- The paper demonstrates that Perturbed Masking extracts BERT's inherent linguistic representations without adding extra parameters.
- It utilizes impact matrices from token perturbation to uncover dependency and constituency structures in unsupervised parsing tasks.
- Findings show that BERT's emergent syntax improves downstream applications such as Aspect-Based Sentiment Classification.
Detailed Analysis of "Perturbed Masking: Parameter-free Probing for Analyzing and Interpreting BERT"
Introduction
The paper "Perturbed Masking: Parameter-free Probing for Analyzing and Interpreting BERT" addresses the challenges in probing pre-trained models like BERT for linguistic capabilities without introducing additional parameters that may obscure the true capabilities of the model. By removing the need for parameterized probes, the researchers focus on the linguistic structures inherently learned by BERT during its pre-training phase. This approach highlights a more intrinsic view of the syntactic properties captured by the BERT representations.

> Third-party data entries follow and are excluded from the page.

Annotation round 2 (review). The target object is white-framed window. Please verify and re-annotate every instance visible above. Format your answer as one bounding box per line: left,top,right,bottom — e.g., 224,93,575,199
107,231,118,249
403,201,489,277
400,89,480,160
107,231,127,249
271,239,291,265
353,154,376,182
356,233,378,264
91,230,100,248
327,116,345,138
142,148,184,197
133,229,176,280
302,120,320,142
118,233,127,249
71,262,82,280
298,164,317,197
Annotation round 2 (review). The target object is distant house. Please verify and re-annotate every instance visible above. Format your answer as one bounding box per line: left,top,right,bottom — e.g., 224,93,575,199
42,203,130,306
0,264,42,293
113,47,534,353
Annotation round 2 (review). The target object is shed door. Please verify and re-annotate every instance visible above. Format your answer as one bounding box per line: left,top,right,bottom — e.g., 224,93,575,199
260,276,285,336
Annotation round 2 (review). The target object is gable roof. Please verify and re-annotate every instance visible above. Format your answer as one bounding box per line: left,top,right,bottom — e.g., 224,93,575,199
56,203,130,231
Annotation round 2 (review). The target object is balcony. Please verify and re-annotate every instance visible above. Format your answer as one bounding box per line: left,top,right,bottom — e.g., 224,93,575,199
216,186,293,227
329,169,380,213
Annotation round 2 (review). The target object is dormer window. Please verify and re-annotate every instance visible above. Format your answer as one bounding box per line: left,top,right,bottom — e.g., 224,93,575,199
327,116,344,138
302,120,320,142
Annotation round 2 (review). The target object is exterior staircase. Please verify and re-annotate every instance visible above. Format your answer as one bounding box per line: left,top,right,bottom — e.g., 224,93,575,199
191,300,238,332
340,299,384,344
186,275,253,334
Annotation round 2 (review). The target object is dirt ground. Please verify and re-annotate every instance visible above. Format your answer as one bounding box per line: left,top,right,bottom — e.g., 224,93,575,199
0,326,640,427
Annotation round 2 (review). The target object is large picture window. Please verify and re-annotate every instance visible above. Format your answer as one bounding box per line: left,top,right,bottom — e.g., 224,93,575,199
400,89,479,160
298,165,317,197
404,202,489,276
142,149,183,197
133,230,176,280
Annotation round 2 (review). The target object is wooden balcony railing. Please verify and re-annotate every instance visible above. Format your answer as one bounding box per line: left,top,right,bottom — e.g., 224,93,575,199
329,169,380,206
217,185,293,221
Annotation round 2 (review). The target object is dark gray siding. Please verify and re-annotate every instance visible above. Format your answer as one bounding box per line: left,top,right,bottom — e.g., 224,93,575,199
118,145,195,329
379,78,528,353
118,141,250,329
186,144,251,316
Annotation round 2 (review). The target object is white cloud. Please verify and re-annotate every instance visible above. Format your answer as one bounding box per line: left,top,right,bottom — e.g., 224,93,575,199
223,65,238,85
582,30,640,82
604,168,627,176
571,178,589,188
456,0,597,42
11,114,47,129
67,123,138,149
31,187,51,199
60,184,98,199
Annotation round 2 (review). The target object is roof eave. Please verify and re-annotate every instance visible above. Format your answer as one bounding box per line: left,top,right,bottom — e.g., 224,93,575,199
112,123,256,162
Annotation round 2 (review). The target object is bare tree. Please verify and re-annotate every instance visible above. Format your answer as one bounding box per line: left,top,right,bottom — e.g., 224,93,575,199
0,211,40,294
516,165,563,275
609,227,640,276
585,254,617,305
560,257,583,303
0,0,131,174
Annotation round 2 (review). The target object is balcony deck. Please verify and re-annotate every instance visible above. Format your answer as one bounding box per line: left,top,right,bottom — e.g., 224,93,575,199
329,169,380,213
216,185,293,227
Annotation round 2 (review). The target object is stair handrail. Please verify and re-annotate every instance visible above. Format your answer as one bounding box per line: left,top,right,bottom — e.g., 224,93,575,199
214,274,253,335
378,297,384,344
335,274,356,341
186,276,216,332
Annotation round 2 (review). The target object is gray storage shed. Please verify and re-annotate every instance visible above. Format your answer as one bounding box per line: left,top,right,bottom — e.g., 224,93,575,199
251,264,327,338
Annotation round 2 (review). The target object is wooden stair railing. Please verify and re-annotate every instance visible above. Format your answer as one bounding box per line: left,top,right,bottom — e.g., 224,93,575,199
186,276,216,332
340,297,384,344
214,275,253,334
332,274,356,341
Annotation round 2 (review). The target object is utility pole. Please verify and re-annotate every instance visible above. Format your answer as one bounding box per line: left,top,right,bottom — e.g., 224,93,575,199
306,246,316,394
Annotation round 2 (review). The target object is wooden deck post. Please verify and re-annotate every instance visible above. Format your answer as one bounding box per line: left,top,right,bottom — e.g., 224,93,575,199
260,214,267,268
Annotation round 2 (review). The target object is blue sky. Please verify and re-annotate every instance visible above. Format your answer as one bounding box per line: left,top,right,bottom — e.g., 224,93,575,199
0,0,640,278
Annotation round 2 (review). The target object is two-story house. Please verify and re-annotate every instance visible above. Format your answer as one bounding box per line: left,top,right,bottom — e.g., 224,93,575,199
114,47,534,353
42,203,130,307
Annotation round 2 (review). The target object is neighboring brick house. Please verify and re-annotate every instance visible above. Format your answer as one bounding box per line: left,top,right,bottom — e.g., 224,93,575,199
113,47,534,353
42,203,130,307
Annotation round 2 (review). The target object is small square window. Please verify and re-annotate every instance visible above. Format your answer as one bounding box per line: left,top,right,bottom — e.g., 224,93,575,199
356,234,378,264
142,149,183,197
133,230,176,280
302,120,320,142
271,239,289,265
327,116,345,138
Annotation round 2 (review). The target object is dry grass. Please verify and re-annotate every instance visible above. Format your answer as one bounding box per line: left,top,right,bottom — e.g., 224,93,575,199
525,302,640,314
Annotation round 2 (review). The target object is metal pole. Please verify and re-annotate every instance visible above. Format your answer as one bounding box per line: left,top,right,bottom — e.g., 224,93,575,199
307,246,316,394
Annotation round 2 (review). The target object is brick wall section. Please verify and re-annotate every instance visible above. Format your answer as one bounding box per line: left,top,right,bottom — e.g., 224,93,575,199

Parameter-free Probing with Perturbed Masking
The proposed method, Perturbed Masking, measures word interactions within a sequence by perturbing and masking tokens in BERT's input during the Masked Language Modeling (MLM) task. The method involves sequentially masking a token and observing the impact on the embeddings of other tokens. This strategy allows for constructing an impact matrix F that can be analyzed to infer syntactic structures without any external labeled data or additional parameters typically involved in probing classifiers.
Figure 1: Heatmap of the impact matrix for the sentence "For those who follow social media transitions on Capitol Hill, this will be a little different."
The impact matrix is effectively a pairwise comparison of token influence, and visualizations of these matrices (as heatmaps) reveal syntactic relationships such as dependency and constituency patterns (Figure 1).
Syntactic and Constituency Probing
By treating the impact matrices derived from BERT as indicative of syntactic structure, the paper evaluates BERT’s ability to perform unsupervised parsing tasks. Two parsing methods are employed: dependency parsing using graph-based algorithms (capturing tree structures in sentences), and constituency parsing modeled as a recursive top-down process to separate sentence constituents.
Dependency Parsing
The Eisner and Chu-Liu/Edmonds algorithms are used to extract projective and non-projective dependency trees from sentences. The results show that perturbed masking allows BERT to outperform linguistically-uninformed baselines in recovering known dependency structures, although with limitations tied to annotation variance.
Constituency Parsing
A top-down parsing algorithm named MART (MAtRix-based Top-down parser) is proposed, which identifies potential constituency breaks using the impact matrices. This method is compared against existing unsupervised parsing techniques like ON-LSTM, revealing BERT's significant strengths in capturing higher-level syntactic units, particularly clause-level constructs.
Evaluation on Downstream Tasks
The study further explores the practical utility of BERT's internalized syntactic structure by evaluating its impact on Aspect-Based Sentiment Classification (ABSC). Trees extracted from BERT are compared with those from parser-designed schemas, highlighting that BERT's syntax understanding can sometimes better support downstream task performance. This underscores the validity of BERT's emergent linguistic structures, despite them not aligning perfectly with traditional syntactic formalism.
Conclusion
The study provides evidence that BERT encodes rich syntactic information which can be effectively extracted using the Perturbed Masking method. Although these embeddings do not always agree with linguist-designed syntaxes, they demonstrate empirical utility in enhancing complex NLP tasks. Future work in this area might explore extending the application of perturbed masking to other linguistic phenomena or refining the ability to derive specific syntactic insights directly from these matrices.